1. — Nous avons reçu de Syrie † une très intéressante lettre sur l’état moral des peuples de l’Orient, et les moyens de coopérer à leur régénération.
La spécialité de cette lettre ne nous permet pas de la publier dans notre Revue ; nous dirons seulement que notre honorable correspondant, initié aux connaissances des peuples de l’Europe, envisage la question en profond philosophe, en homme dégagé de tout préjugé de secte, qui connaît le terrain et ne se fait aucune illusion sur les difficultés que présente un pareil sujet.
Il voit dans le Spiritisme, qu’il a sérieusement étudié, un puissant levier pour combattre les préjugés qui s’opposent à l’émancipation morale et intellectuelle de ses compatriotes, en raison même des idées qui constituent le fond de leurs croyances et auxquelles il faudrait donner une direction plus rationnelle. En vue de concourir à cette œuvre, ou du moins d’en poser les premières bases, il a conçu un projet qu’il a bien voulu nous soumettre, en nous priant de solliciter aussi l’avis des bons Esprits.
2. — La communication qui nous a été donnée à ce sujet est instructive pour tout le monde, surtout dans les circonstances actuelles, c’est pourquoi nous avons cru devoir la publier.
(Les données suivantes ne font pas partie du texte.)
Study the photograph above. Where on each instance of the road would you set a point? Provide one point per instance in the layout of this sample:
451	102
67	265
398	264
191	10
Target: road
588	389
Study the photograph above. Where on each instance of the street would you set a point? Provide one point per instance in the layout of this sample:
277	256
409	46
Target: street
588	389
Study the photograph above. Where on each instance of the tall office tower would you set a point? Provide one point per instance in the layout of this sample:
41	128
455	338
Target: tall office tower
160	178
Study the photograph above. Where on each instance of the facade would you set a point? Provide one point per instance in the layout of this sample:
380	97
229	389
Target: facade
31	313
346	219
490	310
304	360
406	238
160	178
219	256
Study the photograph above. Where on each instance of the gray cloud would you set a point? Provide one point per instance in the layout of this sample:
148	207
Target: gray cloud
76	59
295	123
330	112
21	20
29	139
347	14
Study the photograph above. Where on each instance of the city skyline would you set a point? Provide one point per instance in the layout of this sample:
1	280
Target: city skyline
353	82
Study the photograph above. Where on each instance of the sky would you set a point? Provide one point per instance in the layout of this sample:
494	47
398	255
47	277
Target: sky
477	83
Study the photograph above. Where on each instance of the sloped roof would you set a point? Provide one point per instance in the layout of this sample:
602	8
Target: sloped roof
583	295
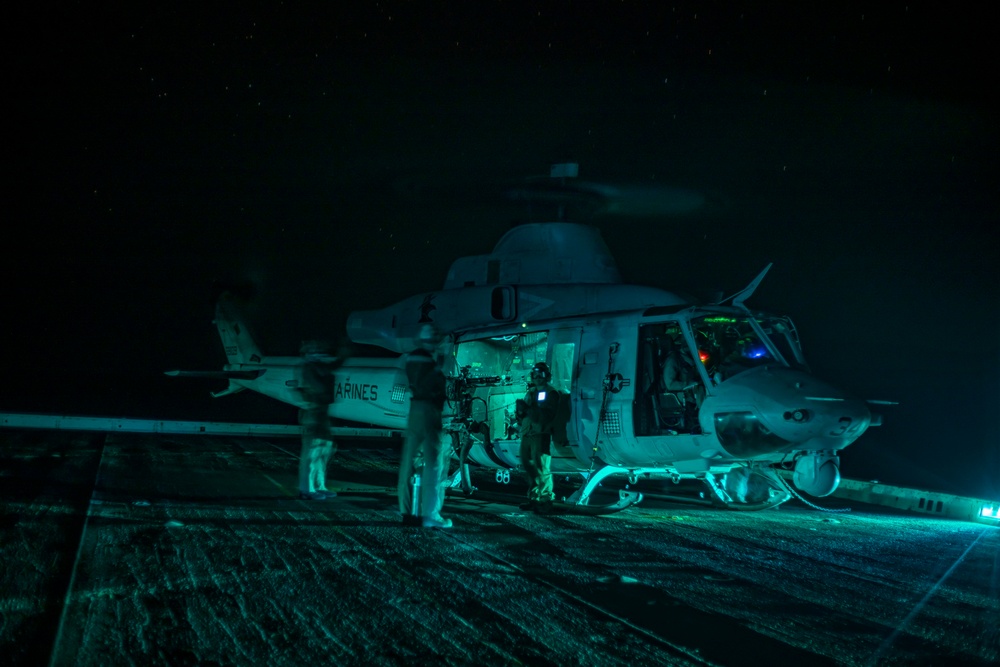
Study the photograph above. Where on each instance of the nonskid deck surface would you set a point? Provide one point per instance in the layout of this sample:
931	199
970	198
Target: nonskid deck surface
194	549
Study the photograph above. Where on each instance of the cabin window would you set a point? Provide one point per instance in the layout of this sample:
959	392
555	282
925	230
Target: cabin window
502	304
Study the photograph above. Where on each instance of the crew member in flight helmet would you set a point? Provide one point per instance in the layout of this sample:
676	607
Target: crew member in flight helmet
425	375
315	385
537	422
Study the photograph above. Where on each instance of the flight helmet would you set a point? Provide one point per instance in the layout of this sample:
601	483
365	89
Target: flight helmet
540	372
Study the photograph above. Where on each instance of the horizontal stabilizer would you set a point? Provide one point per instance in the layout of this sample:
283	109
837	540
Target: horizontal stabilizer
217	375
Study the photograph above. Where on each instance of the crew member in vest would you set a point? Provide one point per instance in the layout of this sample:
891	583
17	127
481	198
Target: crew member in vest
424	372
538	418
315	384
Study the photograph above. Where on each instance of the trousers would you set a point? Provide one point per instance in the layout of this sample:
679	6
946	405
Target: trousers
536	457
422	441
318	448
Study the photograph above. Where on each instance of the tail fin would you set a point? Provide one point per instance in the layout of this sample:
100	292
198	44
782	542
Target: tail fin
237	339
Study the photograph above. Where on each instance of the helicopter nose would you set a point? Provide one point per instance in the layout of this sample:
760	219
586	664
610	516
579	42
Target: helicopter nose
766	411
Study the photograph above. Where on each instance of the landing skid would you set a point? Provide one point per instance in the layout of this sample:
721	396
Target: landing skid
578	503
720	497
625	500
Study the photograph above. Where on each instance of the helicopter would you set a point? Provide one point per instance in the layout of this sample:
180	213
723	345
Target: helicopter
740	405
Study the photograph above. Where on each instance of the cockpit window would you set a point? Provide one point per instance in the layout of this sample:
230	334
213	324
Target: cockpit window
783	335
729	345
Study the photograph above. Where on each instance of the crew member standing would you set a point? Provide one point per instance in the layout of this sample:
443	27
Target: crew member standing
538	418
424	372
315	384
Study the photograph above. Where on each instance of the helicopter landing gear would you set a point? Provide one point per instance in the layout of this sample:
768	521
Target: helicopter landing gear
746	489
581	497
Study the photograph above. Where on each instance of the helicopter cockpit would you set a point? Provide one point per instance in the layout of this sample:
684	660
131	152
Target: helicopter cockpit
681	361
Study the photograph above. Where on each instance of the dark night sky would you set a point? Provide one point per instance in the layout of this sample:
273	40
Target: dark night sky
338	159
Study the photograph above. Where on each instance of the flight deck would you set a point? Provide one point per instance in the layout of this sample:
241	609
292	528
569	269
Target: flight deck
164	548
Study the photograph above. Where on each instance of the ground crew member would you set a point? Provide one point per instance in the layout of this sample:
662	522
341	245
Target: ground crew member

Elle contient une sage appréciation des choses, et des conseils dont d’autres pourront faire leur profit à l’occasion, et qui, en les spécialisant, trouvent aussi leur application dans la manière la plus profitable de propager le Spiritisme.
(Paris, †
18 septembre 1868.)
Ce n’est pas seulement l’Orient, c’est l’Europe, c’est le monde entier qu’agite une sourde fermentation que la plus petite cause peut transformer en conflagration universelle, lorsque le moment sera arrivé.
Comme le dit avec raison M. X…, c’est sur des ruines que l’on a édifié les choses nouvelles, et avant que la grande rénovation soit un fait accompli, les travaux humains et l’intervention des éléments doivent achever de déblayer le sol de la pensée des erreurs du passé.
Tout concourt à cette œuvre immense ; l’heure de l’action approche rapidement, et l’on doit encourager toutes les intelligences qui se préparent à la lutte. L’humanité quitte ses langes pour ceindre la robe virile ; elle secoue le joug séculaire ; le moment ne saurait donc être plus propice. Mais il ne faut pas se dissimuler que la tâche est rude, et que plus d’un artisan sera broyé par la machine qu’il aura mise en mouvement, pour n’avoir pas su découvrir le frein capable de maîtriser la fougue de l’humanité trop brusquement émancipée.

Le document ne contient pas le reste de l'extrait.